= Association of Jewish Aging Services =

Umbrella organization

The Association of Jewish Aging Services (AJAS) was founded in 1960 as the North American Association of Jewish Homes and Housing for the Aging (NAJHHA). It was created and continues to function as the central coordinator for homes and residential facilities for Jewish elderly in North America. Dr. Herbert Shore was the driving force behind the establishment of AJAS and was the organization's first president and its founding executive vice president.

AJAS members organizations administer to the needs of the aging through residential health care; assisted living and group homes; independent and congregate housing; and living-at-home service programs. It promotes the unique role and mission of Jewish-sponsored not-for-profit organizations serving the aging by arranging educational meetings for the mutual exchange of information and ideas, and promotes advocacy for all elderly.

==Overview==
AJAS is a non-profit that promotes and supports elder services in the context of Jewish values through education, professional development, advocacy and community relationships. It is governed by a voluntary board of directors, representing Jewish aging services organizations throughout North America. Professional staff manage day-to-day operations at the Washington, D.C., office.

==Membership programs==
The AJAS membership consists of over 125 organizations: Jewish-sponsored nursing homes, housing communities, and outreach programs throughout the United States, Canada and Australia. They help Jewish elderly stay in their homes and communities of choice and live with dignity and adequate support. Donations support regional and local Jewish centers for applied research, advocacy and resource development. Member organizations serve nearly 1.5 million elderly Jews.

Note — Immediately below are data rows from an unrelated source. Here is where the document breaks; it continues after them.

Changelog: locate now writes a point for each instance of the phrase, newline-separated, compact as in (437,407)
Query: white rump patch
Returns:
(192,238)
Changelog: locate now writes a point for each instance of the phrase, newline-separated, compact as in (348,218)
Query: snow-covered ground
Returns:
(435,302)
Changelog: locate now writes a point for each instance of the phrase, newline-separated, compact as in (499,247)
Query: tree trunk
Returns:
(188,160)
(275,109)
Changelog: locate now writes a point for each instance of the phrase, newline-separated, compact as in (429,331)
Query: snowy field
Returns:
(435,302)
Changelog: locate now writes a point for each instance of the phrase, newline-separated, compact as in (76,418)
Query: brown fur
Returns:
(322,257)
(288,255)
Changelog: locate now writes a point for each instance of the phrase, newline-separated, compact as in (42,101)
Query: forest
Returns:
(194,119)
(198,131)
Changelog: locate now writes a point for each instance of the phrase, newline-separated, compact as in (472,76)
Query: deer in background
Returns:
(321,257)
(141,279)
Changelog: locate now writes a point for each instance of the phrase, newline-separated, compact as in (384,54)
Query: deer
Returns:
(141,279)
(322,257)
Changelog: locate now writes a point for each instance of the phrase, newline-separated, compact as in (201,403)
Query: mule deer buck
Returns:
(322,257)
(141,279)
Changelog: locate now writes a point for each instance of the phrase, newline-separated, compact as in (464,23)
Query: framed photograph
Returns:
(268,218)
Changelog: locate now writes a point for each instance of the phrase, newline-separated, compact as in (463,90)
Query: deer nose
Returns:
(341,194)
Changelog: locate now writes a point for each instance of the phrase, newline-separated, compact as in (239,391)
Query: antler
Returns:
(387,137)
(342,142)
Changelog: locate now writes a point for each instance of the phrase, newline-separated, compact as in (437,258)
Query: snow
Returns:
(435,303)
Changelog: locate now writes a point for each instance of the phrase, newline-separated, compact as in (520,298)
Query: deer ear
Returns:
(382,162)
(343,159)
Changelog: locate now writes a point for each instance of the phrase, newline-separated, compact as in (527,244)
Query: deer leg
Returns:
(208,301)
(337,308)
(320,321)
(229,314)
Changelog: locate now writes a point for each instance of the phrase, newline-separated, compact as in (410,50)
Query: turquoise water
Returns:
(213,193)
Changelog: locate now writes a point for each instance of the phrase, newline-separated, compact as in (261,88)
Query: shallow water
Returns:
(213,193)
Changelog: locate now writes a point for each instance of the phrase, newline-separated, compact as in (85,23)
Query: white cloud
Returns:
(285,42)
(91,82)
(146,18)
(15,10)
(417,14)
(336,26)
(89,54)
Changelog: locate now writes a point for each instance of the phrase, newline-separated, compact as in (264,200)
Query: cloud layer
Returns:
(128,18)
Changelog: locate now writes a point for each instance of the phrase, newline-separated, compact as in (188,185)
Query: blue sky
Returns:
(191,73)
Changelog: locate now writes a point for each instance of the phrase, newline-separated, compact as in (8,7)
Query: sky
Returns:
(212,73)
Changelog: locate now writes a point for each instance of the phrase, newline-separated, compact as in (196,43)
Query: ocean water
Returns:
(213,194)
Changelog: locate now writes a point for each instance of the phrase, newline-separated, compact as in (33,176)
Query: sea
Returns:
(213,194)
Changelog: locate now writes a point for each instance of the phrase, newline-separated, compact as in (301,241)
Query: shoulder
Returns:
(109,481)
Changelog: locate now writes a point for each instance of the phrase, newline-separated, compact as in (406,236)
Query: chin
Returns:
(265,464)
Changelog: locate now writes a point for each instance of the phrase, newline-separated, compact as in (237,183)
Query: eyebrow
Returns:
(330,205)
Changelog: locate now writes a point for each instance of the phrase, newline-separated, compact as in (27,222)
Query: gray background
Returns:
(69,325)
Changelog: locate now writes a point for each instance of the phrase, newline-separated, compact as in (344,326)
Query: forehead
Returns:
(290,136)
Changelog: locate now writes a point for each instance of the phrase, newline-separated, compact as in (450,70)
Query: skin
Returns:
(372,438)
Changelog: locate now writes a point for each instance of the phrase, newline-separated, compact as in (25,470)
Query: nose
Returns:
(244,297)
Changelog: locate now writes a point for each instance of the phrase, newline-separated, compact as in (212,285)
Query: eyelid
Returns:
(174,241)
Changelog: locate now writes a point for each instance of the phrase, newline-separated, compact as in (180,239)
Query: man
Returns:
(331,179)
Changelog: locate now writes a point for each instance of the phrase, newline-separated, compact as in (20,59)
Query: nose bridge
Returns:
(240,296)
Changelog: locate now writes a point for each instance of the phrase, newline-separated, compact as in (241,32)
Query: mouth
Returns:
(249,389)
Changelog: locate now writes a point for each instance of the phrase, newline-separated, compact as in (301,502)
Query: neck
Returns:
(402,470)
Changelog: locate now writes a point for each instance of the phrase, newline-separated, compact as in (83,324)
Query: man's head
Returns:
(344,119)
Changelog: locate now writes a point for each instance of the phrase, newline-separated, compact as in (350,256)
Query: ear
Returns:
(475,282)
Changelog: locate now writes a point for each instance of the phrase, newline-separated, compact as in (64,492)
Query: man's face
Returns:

==Education and programs==
In its continued effort to provide turn-key information to its membership, AJAS hosts a number of education events each year. These programs include:
- AJAS Annual Conference – provides a forum for the exchange of information and ideas. It is also an opportunity to give recognition to small programs that can be replicated; annual awards are announced.
- Regional Forums – AJAS Regional Forums are one-day gatherings hosted by member organizations that provide an opportunity for other members to come together with local colleagues to focus on hot industry topics. The Forums contain both structured presentations, plenty of time for networking and a site tour of the host facility.
- Webinars – AJAS hosts several 1-hour web-conferences each year to give members from across the United States and Canada an interactive forum to share programs, best practices and innovations from their own organizations with a large audience.

== Publications ==
- Journal on Jewish Aging - The goal of the Journal on Jewish Aging is to present AJAS and interested community members with practical and operational information unique to Jewish aging services. The subject matter includes, but is not limited to, the social, clinical or spiritual needs specific to the aging Jewish population and the management and governance of various types of Jewish senior service agencies. The Journal on Jewish Aging is a peer-reviewed publication.
- The Scribe - The Scribe is a quarterly magazine, published by AJAS, which features articles on turn-key activities at AJAS member organizations; intriguing staff and fascinating residents; AJAS events and publications; and other information pertinent to the field of Jewish aging services. Each Winter, AJAS published a supplement about building projects planned or underway at AJAS member organizations.

==Notable residents==
- Nat Holman (1896–1995), Hall of Fame basketball player and coach

==Controversy==
They fired their president/CEO when, for medical reasons, she wanted to work from home for a number of months following a serious surgery.